BOLZANO. Il commercio di vicinato fatica sempre di più e a soffrire non sono soltanto le attività delle periferie, ma ormai anche quelle del centro storico. Da questa consapevolezza prende il via la raccolta firme promossa da Confesercenti Alto Adige a sostegno della proposta di legge di iniziativa popolare “Misure per la rigenerazione urbana del commercio e dei servizi di prossimità”, presentata ieri mattina con un banchetto in piazza Matteotti.
L’obiettivo della campagna è raccogliere 50 mila firme per portare il testo all’esame del Parlamento. La proposta prevede strumenti dedicati al rilancio del commercio di prossimità, tra cui l’istituzione delle Zone Economiche Speciali di Prossimità (ZESPro), incentivi fiscali e misure di sostegno per le attività di vicinato.
Secondo Confesercenti Alto Adige, mantenere vivi i negozi di prossimità significa preservare non solo un servizio per i cittadini, ma anche un presidio sociale capace di garantire sicurezza, vitalità e relazioni all’interno dei quartieri.

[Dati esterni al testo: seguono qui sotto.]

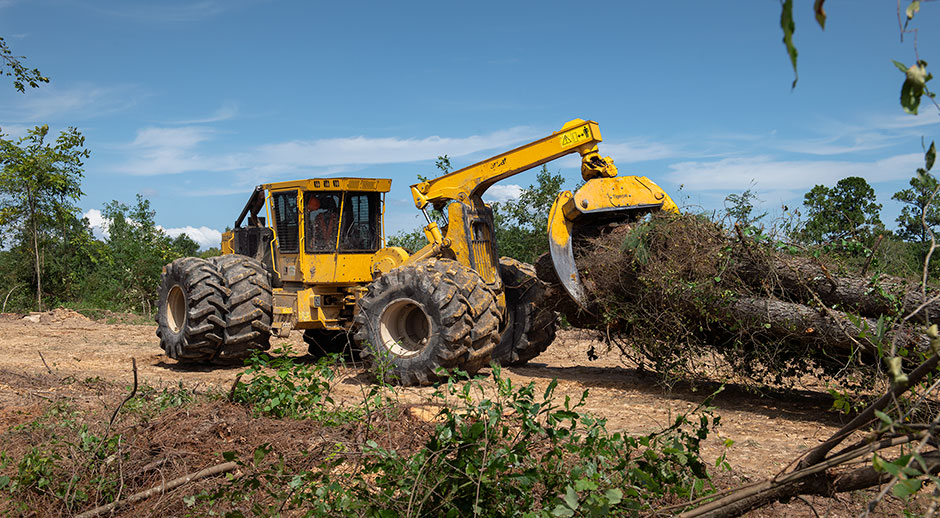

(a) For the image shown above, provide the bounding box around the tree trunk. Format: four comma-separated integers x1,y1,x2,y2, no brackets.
26,186,42,311
737,257,940,322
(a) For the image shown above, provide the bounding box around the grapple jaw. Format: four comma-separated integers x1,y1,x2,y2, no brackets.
548,176,679,312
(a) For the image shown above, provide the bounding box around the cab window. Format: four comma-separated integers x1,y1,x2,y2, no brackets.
271,191,300,253
304,191,341,253
339,192,382,252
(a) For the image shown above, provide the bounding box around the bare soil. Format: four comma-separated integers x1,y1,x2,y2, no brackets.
0,309,904,516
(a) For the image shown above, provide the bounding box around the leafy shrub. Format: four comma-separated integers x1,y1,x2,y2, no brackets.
232,348,357,423
207,367,718,517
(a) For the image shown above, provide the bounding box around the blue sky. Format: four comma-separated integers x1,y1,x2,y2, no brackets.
0,0,940,250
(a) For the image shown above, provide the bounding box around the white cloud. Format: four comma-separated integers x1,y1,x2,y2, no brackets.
115,126,240,175
598,138,680,164
174,103,238,124
483,183,522,201
258,126,534,167
0,84,137,122
667,153,924,192
92,0,233,23
163,226,222,248
82,209,222,248
0,124,35,138
115,126,533,178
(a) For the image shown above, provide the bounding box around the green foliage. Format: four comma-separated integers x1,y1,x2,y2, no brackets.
206,367,718,517
0,125,90,309
891,142,940,254
725,188,767,228
233,349,358,424
91,194,198,314
0,37,49,93
0,420,126,514
799,176,884,243
892,59,936,115
780,0,800,88
493,165,565,263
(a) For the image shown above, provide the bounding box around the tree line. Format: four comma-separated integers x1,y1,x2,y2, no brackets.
0,125,206,315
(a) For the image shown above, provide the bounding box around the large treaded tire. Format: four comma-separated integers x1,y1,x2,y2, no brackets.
493,257,557,366
156,257,228,363
209,254,274,364
353,259,500,385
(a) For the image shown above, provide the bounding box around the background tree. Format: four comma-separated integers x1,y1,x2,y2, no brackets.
891,143,940,244
0,37,49,93
100,194,199,314
493,165,565,263
0,125,90,310
802,176,884,243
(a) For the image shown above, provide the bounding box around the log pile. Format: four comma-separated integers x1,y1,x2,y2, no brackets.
537,215,940,379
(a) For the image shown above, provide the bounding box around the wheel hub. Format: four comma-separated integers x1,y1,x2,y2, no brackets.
379,299,431,357
165,285,186,333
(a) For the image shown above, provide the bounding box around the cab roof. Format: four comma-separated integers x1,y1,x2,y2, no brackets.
262,178,392,192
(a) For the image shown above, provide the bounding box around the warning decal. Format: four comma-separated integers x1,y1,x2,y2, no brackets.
559,126,591,147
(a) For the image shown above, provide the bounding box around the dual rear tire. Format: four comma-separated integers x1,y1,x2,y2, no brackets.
354,259,500,385
156,254,273,364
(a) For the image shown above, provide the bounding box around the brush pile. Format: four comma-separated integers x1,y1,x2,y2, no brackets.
537,214,940,382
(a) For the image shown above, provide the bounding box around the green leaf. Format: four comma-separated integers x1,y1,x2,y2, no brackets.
891,479,920,500
255,445,268,465
574,478,597,491
894,59,933,115
904,0,920,21
780,0,800,88
813,0,826,30
604,489,623,505
924,141,937,171
565,486,578,511
875,410,894,426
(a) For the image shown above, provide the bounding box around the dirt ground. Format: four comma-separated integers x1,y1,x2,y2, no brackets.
0,309,888,516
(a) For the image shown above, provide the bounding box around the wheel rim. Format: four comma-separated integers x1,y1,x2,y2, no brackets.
379,299,431,357
166,285,186,333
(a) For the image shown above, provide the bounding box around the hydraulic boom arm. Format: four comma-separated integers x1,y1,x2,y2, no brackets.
411,119,617,209
411,119,678,311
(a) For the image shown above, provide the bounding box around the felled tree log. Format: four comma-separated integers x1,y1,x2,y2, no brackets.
736,255,940,322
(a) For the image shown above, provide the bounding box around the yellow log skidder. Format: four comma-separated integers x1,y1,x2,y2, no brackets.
157,119,677,385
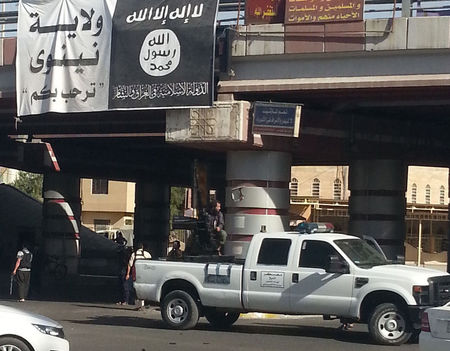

«Il commercio di vicinato è in grande difficoltà da alcuni anni», spiega Mirko Bertoldi di Confesercenti Alto Adige. «Le cause sono diverse, ma sicuramente lo shopping online ha cambiato profondamente le abitudini di acquisto. A questo si aggiungono l’aumento del costo della vita, delle bollette e delle spese di gestione, che rendono sempre più difficile per molte attività arrivare a fine anno».